Artysta przyznał, że żużlem interesuje się od dawna. Trzyma kciuki za Orlen Oil Motor Lublin, a to sprawia, że w ostatnim czasie ma wiele powodów do radości. Podopieczni Macieja Kuciapy zdobyli w tym sezonie tytuł najlepszej drużyny w Polsce.
W wielkim finale PGE Ekstraligi pokonali Betard Spartę Wrocław. Krzysztof Cugowski o wyniku tej rywalizacji dowiedział się podczas koncertu, na którym występował.
- Żałuję, że nie mogłem obejrzeć meczu na żywo, bo sam wtedy grałem koncert.

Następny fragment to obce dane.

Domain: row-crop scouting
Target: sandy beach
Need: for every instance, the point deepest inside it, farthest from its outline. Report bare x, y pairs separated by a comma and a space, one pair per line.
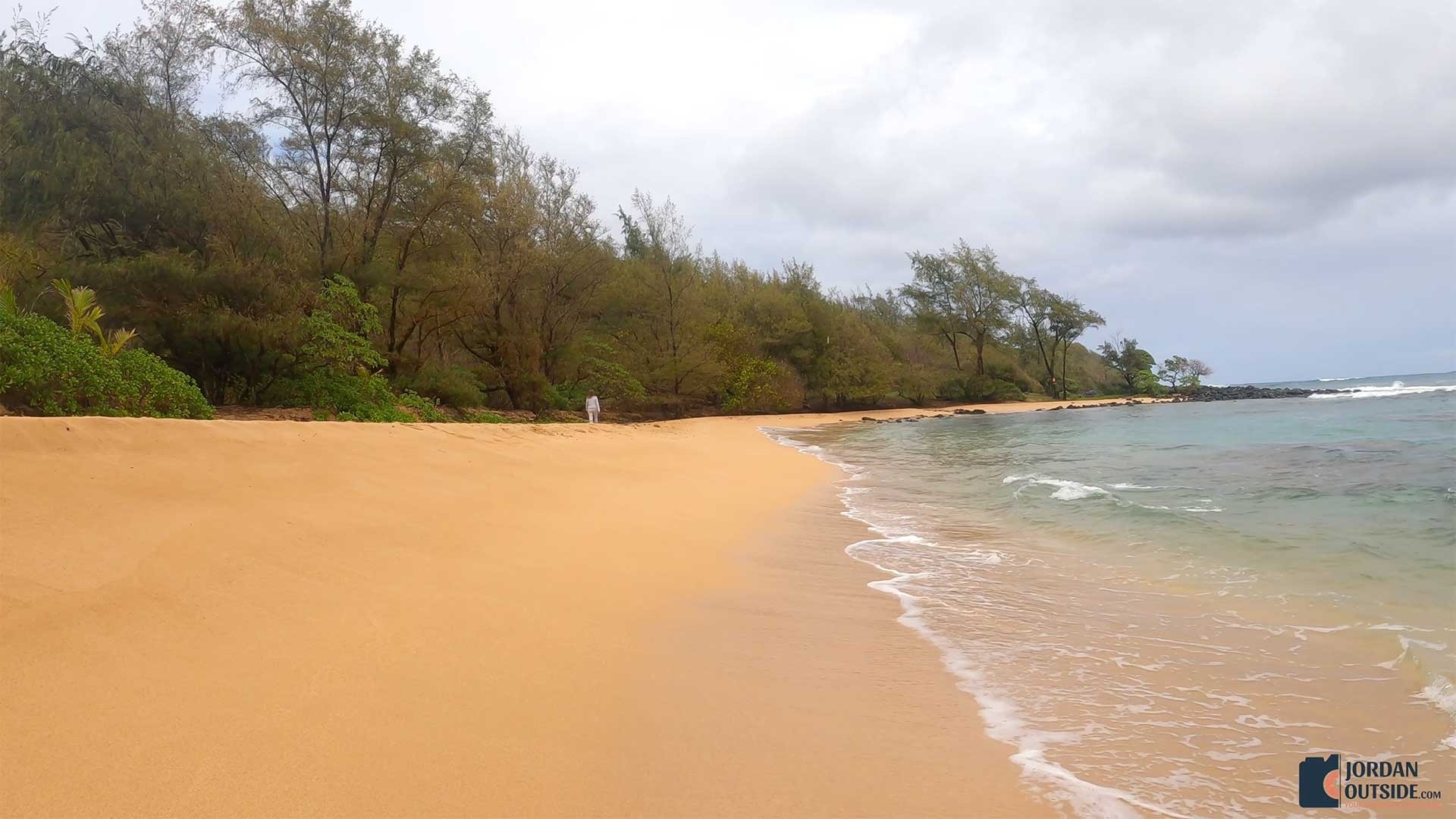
254, 618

Na szczęście koledzy zza sceny oglądali na telefonach i w przerwach podczas występu podawali mi wynik. Byłem więc na bieżąco. Takie są też kulisy mojego zawodu muzyka - powiedział w rozmowie z "Kurierem Lubelskim".
ZOBACZ WIDEO: Woźniak o swoim udziale w walkowerze. Stanowcza reakcja zawodnika
Zainteresowanie artysty żużlem sięga końca lat 50-tych. Sam również spróbował jazdy na motocyklu i poleca to każdemu, kto interesuje się tym sportem. W jego opinii takie doświadczenie zmienia spojrzenie na trenerów i sportowców oddanych tej dyscyplinie.
- Kiedyś na treningu udało się znaleźć starą skórę, która mogła na mnie pasować, wsiadłem na motocykl i zrobiłem cztery kółka po torze. Uważam, że każdy kto interesuje się jakąkolwiek dyscypliną sportu powinien jej spróbować. Tylko po to, aby zobaczyć jak to wygląda od środka. Gdy już się wtedy zorientuje jak to jest, to przynajmniej nie zachowuję się jak bałwan i nie opowiada głupot o zawodnikach czy trenerach - powiedział Cugowski.